Com termo “se você não paga pelo produto, o produto é você” tendo se popularizado nas redes. Você acha que deixar a função dos Avatares Mágicos pagos é uma estratégia de marketing para dar a sensação de segurança para os usuários em relação aos dados?
Pode ser sim uma estratégia considerando que grande parte dos usuários não fazem a leitura dos termos de uso antes de utilizar uma plataforma. Nesse caso, acredito que o apelo maior foi oferecer um serviço exclusivo de geração de avatares que se popularizou rapidamente – gerando um efeito FOMO (Fear of Missing Out) estimulando mais pessoas a seguirem a trend.
Eu sei que é difícil falarmos sobre uma solução única que resolva esse problema, mas o que você acha sobre a regulamentação e leis de proteção de dados atuais no Brasil? Devemos regulamentar as redes sociais? No Brasil se fala nisso, mas não tanto como nos outros países onde há várias discussões no planalto e mídia sobre as leis de redes sociais. Você acredita que existe um propósito político nisso?
A LGPD representou um grande avanço por garantir maior transparência para que os dados coletados sejam utilizados para a finalidade consentida pelo proprietário dos dados, sem prejuízos (material e/ou moral). Algumas redes sociais (ex. Instagram e Facebook), atualizaram seus termos de serviço e políticas de privacidade para estarem em conformidade com a LGPD.
Contribui para a democracia das eleições agora vou contribuir junto a uma galera massa para dar continuidade a transparência.
— Nina da Hora – tweets are my own (@ninadhora) December 1, 2022
A discussão sobre regulamentação das redes sociais é necessária dada sua complexidade e o limiar entre garantir privacidade e ferir direitos de liberdade de expressão. Com certeza, há um propósito político nisso dentro do crescimento de movimento de extrema direita, movimentos racistas e neonazistas nas plataformas. Quem será responsável por regular isso? As próprias big techs sem intervenção governamental ou devemos ter uma legislação a ser seguida?

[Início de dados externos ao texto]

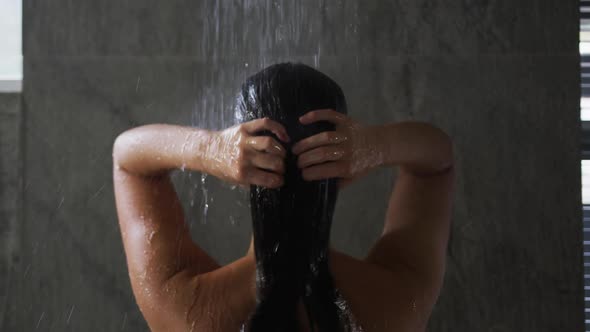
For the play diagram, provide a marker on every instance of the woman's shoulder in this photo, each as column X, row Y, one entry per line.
column 379, row 299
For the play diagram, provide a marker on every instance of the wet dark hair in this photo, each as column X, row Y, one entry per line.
column 292, row 224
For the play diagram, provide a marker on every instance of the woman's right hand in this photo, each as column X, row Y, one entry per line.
column 238, row 156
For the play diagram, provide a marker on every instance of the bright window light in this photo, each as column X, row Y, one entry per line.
column 11, row 72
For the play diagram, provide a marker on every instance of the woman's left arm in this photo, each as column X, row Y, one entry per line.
column 161, row 255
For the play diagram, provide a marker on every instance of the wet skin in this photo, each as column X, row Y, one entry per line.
column 179, row 287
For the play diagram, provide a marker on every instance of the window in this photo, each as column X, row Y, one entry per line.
column 10, row 45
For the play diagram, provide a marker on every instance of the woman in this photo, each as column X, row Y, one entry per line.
column 295, row 147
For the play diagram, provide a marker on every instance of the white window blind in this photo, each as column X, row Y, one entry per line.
column 10, row 45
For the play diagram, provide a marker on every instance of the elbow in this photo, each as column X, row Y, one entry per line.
column 444, row 150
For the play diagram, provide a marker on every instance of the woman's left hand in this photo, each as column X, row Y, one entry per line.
column 346, row 153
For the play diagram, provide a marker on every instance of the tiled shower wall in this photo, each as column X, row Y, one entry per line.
column 501, row 77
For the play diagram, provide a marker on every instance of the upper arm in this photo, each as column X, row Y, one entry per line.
column 417, row 226
column 158, row 246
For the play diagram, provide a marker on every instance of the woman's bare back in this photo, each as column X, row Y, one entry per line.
column 376, row 299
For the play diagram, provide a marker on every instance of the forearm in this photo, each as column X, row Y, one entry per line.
column 155, row 149
column 416, row 146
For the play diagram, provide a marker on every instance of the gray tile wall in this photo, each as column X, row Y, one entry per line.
column 502, row 78
column 10, row 182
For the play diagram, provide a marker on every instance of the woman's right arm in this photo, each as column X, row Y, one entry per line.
column 162, row 259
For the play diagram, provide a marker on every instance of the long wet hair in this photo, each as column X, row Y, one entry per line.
column 292, row 224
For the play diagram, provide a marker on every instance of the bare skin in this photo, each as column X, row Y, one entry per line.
column 179, row 287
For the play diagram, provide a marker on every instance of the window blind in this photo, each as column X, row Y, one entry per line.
column 585, row 163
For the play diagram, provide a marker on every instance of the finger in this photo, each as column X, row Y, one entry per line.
column 343, row 183
column 334, row 169
column 266, row 144
column 323, row 115
column 324, row 138
column 268, row 162
column 264, row 179
column 320, row 155
column 276, row 128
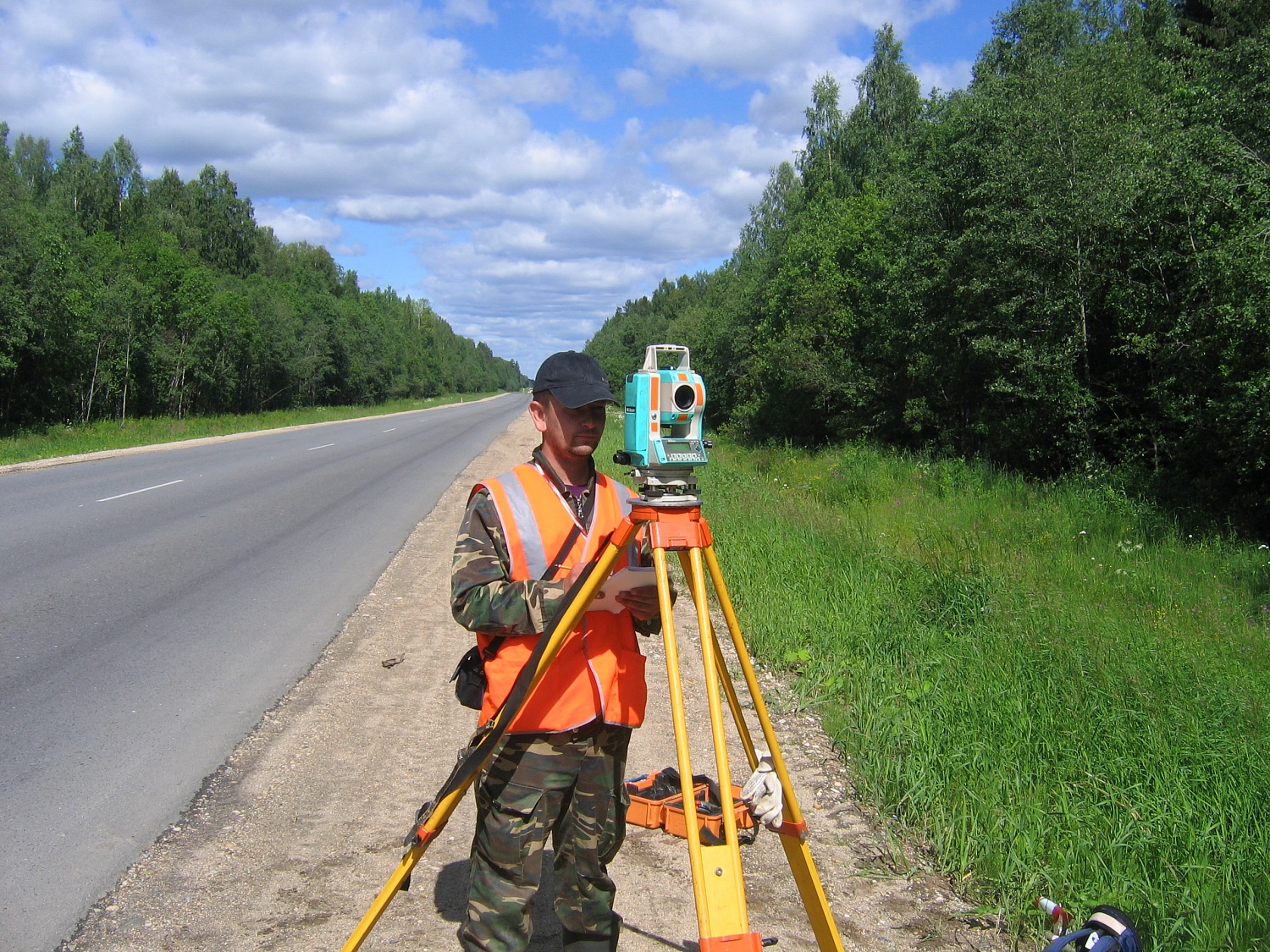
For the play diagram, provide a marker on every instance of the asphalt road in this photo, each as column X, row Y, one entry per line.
column 154, row 606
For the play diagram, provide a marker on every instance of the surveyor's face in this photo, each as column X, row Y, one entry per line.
column 573, row 433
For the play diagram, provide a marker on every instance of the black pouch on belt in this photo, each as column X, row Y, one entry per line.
column 469, row 677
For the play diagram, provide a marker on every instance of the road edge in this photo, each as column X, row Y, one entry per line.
column 206, row 441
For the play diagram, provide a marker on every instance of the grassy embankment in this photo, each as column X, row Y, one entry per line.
column 1046, row 685
column 112, row 434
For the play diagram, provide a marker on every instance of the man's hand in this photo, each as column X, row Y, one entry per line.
column 762, row 792
column 642, row 602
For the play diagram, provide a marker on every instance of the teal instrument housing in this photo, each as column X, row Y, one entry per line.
column 665, row 411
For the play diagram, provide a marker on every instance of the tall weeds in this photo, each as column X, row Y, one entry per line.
column 1046, row 685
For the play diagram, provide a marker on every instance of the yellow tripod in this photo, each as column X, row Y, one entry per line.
column 718, row 883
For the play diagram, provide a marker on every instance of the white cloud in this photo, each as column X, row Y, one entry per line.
column 754, row 38
column 291, row 225
column 640, row 86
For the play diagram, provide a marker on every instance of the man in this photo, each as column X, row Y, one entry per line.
column 560, row 769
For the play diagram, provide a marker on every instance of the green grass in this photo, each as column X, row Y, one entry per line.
column 1044, row 685
column 112, row 434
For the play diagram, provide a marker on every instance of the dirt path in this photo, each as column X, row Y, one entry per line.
column 290, row 842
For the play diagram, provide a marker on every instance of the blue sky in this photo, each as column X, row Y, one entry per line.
column 526, row 167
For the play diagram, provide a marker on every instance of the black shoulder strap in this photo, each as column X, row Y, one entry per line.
column 497, row 642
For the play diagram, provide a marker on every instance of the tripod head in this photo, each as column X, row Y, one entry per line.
column 662, row 434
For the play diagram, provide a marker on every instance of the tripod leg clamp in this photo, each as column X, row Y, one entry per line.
column 792, row 829
column 744, row 942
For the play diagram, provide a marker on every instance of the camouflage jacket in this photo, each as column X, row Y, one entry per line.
column 482, row 593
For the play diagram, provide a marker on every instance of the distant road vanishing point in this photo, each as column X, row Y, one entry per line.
column 154, row 606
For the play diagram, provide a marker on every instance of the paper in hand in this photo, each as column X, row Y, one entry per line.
column 621, row 581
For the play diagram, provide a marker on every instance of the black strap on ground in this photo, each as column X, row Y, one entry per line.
column 483, row 744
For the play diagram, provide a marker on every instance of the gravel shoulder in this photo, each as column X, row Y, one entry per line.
column 291, row 839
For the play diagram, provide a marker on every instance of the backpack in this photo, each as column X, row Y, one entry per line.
column 1107, row 929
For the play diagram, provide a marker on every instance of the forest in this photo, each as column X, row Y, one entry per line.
column 1061, row 269
column 124, row 296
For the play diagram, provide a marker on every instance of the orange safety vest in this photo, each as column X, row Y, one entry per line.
column 599, row 669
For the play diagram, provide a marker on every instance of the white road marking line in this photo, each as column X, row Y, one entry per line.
column 140, row 490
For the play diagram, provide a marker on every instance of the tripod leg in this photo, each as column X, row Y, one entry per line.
column 794, row 827
column 718, row 888
column 728, row 687
column 446, row 804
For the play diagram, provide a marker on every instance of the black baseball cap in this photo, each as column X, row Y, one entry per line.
column 573, row 378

Há tanto que ser debatido e discutido sobre o assunto, felizmente, uma das maiores hackers anti-racistas do país, Nina da Hora, irá participar do gabinete de comunicação do governo Lula, ela postou em seu twitter @ninadhora que terão debates importantes de regulação na internet, fake news e muito mais. Esse será um grande passo, precisamos de mais mulheres pretas na área de comunicação especialistas no assunto de tecnologia para divulgar informações sobre a Inteligência Artificial e tech no geral.